The bridge mechanic is a crowd pleaser. I’ve never seen it engaged without everyone at the table breaking into grins. And that’s great, because it’s not only a testament to what you can accomplish with a clever marriage of mechanics and components, but it’s also one of those rare fantastic game designs in which people are happy when they’re losing. It’s such a delight to see your hero flung down into the river and his bag — nay, his satchel — of jewels spill into a whirlpool that you don’t really care that you’re going to have to march back through the jungle, climb back up the mountain, and cross the bridge all over again.

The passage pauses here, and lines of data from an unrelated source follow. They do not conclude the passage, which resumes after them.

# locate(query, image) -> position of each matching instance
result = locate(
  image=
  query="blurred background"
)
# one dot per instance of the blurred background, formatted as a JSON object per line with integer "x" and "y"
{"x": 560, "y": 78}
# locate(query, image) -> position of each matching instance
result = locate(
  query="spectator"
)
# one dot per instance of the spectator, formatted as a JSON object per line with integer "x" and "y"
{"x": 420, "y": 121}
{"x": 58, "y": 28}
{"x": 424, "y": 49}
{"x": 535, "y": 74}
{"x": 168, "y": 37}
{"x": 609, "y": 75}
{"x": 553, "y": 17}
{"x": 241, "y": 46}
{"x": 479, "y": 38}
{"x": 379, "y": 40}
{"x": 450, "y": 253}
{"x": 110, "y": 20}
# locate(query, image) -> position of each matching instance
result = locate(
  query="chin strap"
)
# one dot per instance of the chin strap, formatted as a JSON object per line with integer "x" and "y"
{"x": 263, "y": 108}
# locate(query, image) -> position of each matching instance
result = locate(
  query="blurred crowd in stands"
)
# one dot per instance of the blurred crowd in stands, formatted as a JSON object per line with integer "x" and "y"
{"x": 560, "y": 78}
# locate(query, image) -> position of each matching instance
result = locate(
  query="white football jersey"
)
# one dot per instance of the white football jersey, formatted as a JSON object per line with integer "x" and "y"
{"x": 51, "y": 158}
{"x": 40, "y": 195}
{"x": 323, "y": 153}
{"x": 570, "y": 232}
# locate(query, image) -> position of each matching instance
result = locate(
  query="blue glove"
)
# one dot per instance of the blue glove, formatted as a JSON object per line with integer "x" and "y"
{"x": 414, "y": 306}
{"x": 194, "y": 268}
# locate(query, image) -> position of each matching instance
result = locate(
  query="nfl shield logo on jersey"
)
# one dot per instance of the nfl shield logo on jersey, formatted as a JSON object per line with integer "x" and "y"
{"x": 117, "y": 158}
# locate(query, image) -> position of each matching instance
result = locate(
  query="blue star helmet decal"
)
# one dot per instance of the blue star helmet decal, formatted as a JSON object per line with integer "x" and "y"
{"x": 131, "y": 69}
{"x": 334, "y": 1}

But therein is the problem, because Forbidden Bridge is a broken game. People fall from the bridge often enough that the designers knew they couldn’t just say the fall killed you. Player elimination is generally frowned upon in game design these days, and here’s a prime instance of that decision making complete sense. If the fall were considered fatal, I can guarantee that 99% of the time, Forbidden Bridge would end with everyone’s demise. And instead of imposing some other restriction, like saying you’re “stunned” or “recovering” for a few turns when you fall, which would be on the complicated end for this kids’ game, as soon as you fall you can jump right back up and get back to adventuring. Oh, and if your jewel didn’t land in the river, you can just waltz right over and pick it up.
That’s right — this means that falling off the bridge is often beneficial. What’s more, while the rules say that you must always be walking towards a jewel (which indicates to me that the designers were at least aware of this problem, since it means you can’t just mill around in the jungle below waiting for someone to fall), often the person who gets his first jewel back to his raft can just walk over to the jungle and pick up his second. As I said, it’s not a very good game.
Still, when I sat down with my wife and two of my friends to play it, we had a grand time. Here’s the proof:
We shouted “Forbidden!” each time we engaged the bridge because it was wildly fun, and because once we did it the first time we couldn’t stop. As always, the bridge itself was the highlight. At times we almost forgot that we were playing a roll-and-move game.
Forbidden Bridge taught me something about board games, way back as a kid. I only played it a few times, then never really bothered with it again — at least, not the game portion. Instead, I used the bridge as a setting for epic battles. I’d run toy soldiers across it, one side defending against a superior force that was hurled from the bridge time and time again. It was possibly the best warzone I ever owned. Again last week, once the game was over, we had as much fun setting up our explorers with jewels in their packs and spilling them over the edges. We did this for a lot longer than it would be adult to admit.
Risk taught me that board games are about company. Forbidden Bridge taught me that they’re just as much about their wonderful components, and that a lot can be forgiven when something drips theme and prettiness.